Perasaan dilema menyusup dalam hati Jeno, di satu sisi ia bertanya-tanya siapa gerangan pengirim ini, tetapi di satu sisi ia mulai merasa nyaman dengan semua perhatian kecil yang ditujukan padanya.
“Hei, siapa sih yang ngirim lu ke sini?” Jeno bertanya pada sang anjing yang tengah berada di pangkuannya.
“Guk! ... guk!”
“Lu belum punya nama, ya?” tanya Jeno lagi.
“Guk!”
“Eum, nama apa ya yang bagus?” Jeno berpikir, jemarinya ia letakkan di dagu pipinya sedikit menggembung dengan bibir yang mengerucut lucu. “Ah, gimana kalau nama lu, Jjed!”
Mendengar usulan Jeno, entah mengapa sepertinya, anjing itu menggonggong keras dan matanya berbinar, seolah ia menyetujui nama pemberian sang tuan.
“Kayanya lu setuju dengan nama itu, kan?”
Jaemin menjadi lebih diam, lantaran Jeno tidak mengacuhkan eksistensinya di ruang tamu itu.
Matanya tampak datar. Tatapannya sedingin es kutub utara, hati Jaemin menggigil tak terima.
“Jen?” panggil Jaemin. Jeno melirik Jaemin sebentar. Ia menaikkan satu alisnya—memandang Jaemin penuh tanya.
“Lu nggak berangkat kerja?” tanya Jeno. Keheningan menyusup ditengah-tengah anak Adam itu.
Jaemin tersenyum, langkahnya mendekati Jeno yang sedang duduk di sofa. Memangkas setiap jarak yang tercipta. Hingga tubuh Jaemin tinggi menjulang tepat di depan Jeno.
Jaemin sedikit menunduk. Wajahnya ia condongkan sedikit ke arah Jeno. Jeno yang terkejut pun tiba-tiba memundurkan wajahnya tidak siap, serta badai kebingungan menghantam kepalanya.

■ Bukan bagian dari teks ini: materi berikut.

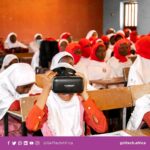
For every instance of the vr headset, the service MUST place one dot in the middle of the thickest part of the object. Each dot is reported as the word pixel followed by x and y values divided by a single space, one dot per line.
pixel 66 81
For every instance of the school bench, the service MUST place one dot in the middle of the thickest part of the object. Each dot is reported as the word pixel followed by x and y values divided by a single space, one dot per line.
pixel 26 105
pixel 106 99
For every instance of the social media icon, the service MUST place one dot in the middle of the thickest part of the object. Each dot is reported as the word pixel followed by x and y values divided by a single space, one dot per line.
pixel 31 143
pixel 19 142
pixel 25 143
pixel 37 142
pixel 13 142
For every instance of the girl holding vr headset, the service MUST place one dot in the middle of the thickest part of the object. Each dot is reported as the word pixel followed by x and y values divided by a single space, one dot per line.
pixel 63 112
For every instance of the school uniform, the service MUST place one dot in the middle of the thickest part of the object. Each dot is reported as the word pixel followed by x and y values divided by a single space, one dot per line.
pixel 35 45
pixel 7 60
pixel 118 62
pixel 8 44
pixel 16 75
pixel 97 69
pixel 140 74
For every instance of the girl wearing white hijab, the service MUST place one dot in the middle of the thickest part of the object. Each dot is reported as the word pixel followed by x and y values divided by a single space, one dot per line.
pixel 65 111
pixel 68 58
pixel 8 60
pixel 140 114
pixel 12 42
pixel 91 33
pixel 15 82
pixel 62 57
pixel 139 72
pixel 35 45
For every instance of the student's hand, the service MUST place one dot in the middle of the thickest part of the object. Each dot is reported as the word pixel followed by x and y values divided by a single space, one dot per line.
pixel 45 80
pixel 84 94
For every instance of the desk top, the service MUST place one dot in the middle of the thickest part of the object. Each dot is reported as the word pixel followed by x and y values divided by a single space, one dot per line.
pixel 141 132
pixel 16 113
pixel 106 83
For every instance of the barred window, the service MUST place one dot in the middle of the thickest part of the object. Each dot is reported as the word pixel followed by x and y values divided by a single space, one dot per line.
pixel 130 14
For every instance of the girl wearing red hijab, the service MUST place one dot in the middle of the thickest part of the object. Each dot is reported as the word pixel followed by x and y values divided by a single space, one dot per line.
pixel 75 50
pixel 98 68
pixel 67 36
pixel 82 65
pixel 140 74
pixel 120 59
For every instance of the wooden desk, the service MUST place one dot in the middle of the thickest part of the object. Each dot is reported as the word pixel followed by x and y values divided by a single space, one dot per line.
pixel 25 59
pixel 106 83
pixel 141 132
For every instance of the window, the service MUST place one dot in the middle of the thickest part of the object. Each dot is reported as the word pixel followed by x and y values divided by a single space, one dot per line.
pixel 129 14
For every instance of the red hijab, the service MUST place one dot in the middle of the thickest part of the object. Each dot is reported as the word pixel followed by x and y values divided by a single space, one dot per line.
pixel 105 38
pixel 71 48
pixel 116 50
pixel 134 36
pixel 143 47
pixel 93 52
pixel 65 35
pixel 85 47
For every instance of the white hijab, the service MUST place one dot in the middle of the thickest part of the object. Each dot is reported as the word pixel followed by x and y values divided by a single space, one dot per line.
pixel 117 67
pixel 58 57
pixel 64 117
pixel 139 72
pixel 38 34
pixel 8 44
pixel 7 60
pixel 90 33
pixel 16 75
pixel 142 106
pixel 62 40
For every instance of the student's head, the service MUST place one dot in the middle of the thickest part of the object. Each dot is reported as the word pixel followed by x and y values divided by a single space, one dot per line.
pixel 105 40
pixel 110 30
pixel 63 44
pixel 111 38
pixel 134 36
pixel 127 32
pixel 47 50
pixel 92 34
pixel 8 60
pixel 85 47
pixel 98 52
pixel 122 49
pixel 67 36
pixel 75 50
pixel 13 38
pixel 38 36
pixel 62 57
pixel 143 47
pixel 64 96
pixel 18 78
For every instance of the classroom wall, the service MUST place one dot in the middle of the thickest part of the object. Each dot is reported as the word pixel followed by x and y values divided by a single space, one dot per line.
pixel 50 17
pixel 111 11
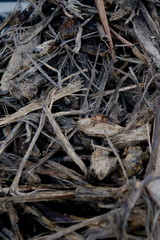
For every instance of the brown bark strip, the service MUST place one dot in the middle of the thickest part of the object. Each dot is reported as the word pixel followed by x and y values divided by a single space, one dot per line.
pixel 154 161
pixel 103 17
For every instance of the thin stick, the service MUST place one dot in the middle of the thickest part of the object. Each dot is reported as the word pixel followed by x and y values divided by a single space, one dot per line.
pixel 103 17
pixel 15 182
pixel 63 141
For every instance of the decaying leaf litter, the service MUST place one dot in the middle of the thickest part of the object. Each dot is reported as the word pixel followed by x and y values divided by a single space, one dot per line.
pixel 80 138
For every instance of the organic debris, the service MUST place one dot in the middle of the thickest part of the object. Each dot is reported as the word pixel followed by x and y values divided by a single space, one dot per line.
pixel 79 126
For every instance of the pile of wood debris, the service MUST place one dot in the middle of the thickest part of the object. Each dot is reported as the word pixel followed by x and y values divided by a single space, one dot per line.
pixel 80 117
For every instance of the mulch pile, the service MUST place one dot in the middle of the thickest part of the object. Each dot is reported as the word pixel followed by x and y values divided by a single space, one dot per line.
pixel 80 117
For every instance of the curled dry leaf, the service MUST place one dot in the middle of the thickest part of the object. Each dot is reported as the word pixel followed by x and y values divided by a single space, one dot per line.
pixel 101 163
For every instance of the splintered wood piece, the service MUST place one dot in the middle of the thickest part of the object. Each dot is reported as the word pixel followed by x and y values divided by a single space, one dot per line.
pixel 101 163
pixel 119 137
pixel 134 160
pixel 102 13
pixel 64 141
pixel 98 128
pixel 147 39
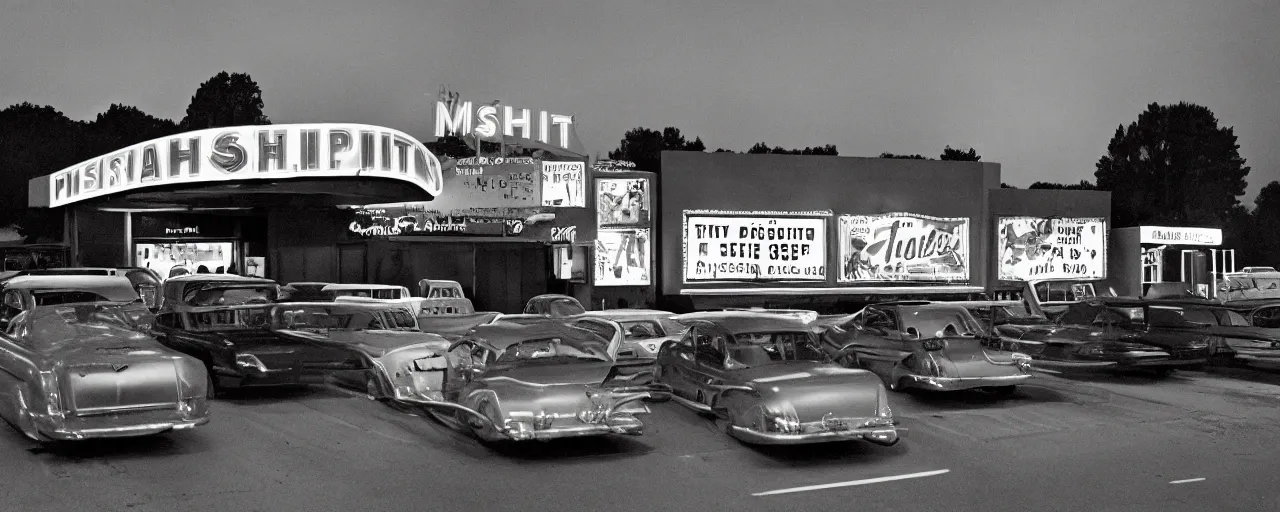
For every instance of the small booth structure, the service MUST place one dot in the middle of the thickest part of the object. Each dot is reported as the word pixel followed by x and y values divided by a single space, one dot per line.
pixel 1148 259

“N-Na ... Jaemin lu ngapa ... uhm!” ucapan Jeno terputus saat labium Jaemin menyapa dengan lembut labium miliknya. Mata Jeno melebar, jantungnya bagai derap langkah kuda yang berlari karena perlakuan sang sepupu yang tidak biasa.
Atmosfer panas perlahan-lahan mendekap kedua anak Adam yang tengah tenggelam dan hanyut dalam keintiman mereka. Hingga sepuluh menit waktu berjalan, mereka menyudahi permainan itu. Semburat merah dan degupan jantung yang bertalu-talu lantas menyerang Jeno tanpa ampun, ia menatap Na Jaemin dengan pandangan sayu.
Tatapan Jaemin membuat tangan Jeno sedikit bergetar meski samar, di detik itu dia menyadari satu hal, bahwa Jaemin tak lagi sama.
“Aku berangkat dulu, Nono. Jadilah anak baik!” ujar Jaemin lalu ....
Cup! Satu kecupan mendarat manis di kening putih mulus milik Jeno. Jaemin kembali menegakkan tubuhnya dan keluar dari rumah untuk berangkat bekerja. Meninggalkan Jeno yang masih dilanda kebingungan mencoba memproses apa yang baru saja terjadi.
“Barusan itu ... Jaemin tadi?” monolognya seolah bertanya pada keheningan. Rasa takut dan waspada mulai menghantuinya.
Sementara itu, di dalam mobilnya, Jaemin tengah menghubungi seseorang, “Ji, gue punya tugas buat lu. Cari tahu siapa orang yang kirim Anjing Samoyed sama buket mawar untuk sepupu gue!”
Di saat yang sama, tetapi di tempat yang berbeda, Mark berdiri di balkon apartemennya, matanya memandang lepas pemandangan kota Vancouver. Sorot lampu kota memantul di matanya yang kelam menampakkan sesuatu yang lebih dari sekedar ambisi.
Senyuman yang mirip sebuah seringai lebar terbit di wajahnya yang blasteran itu.
“You know what? Sampai kapanpun lu nggak akan pernah bisa menang lawan gue Na Jaemin. Your cousin is mine!” gumamnya tertelan dalam keriuhan malam kota Vancouver.
Dan di ujung dunia yang berbeda saat satu kota baru terbangun dan kota lain mulai tertidur, dua sosok lelaki ini mulai perang tanpa senjata. Perang hati, perang luka, dan perang kepemilikan.
Pagi itu dunia seolah menjadi saksi bisu dimulainya perang yang tidak akan berhenti sampai salah satu dari mereka hancur.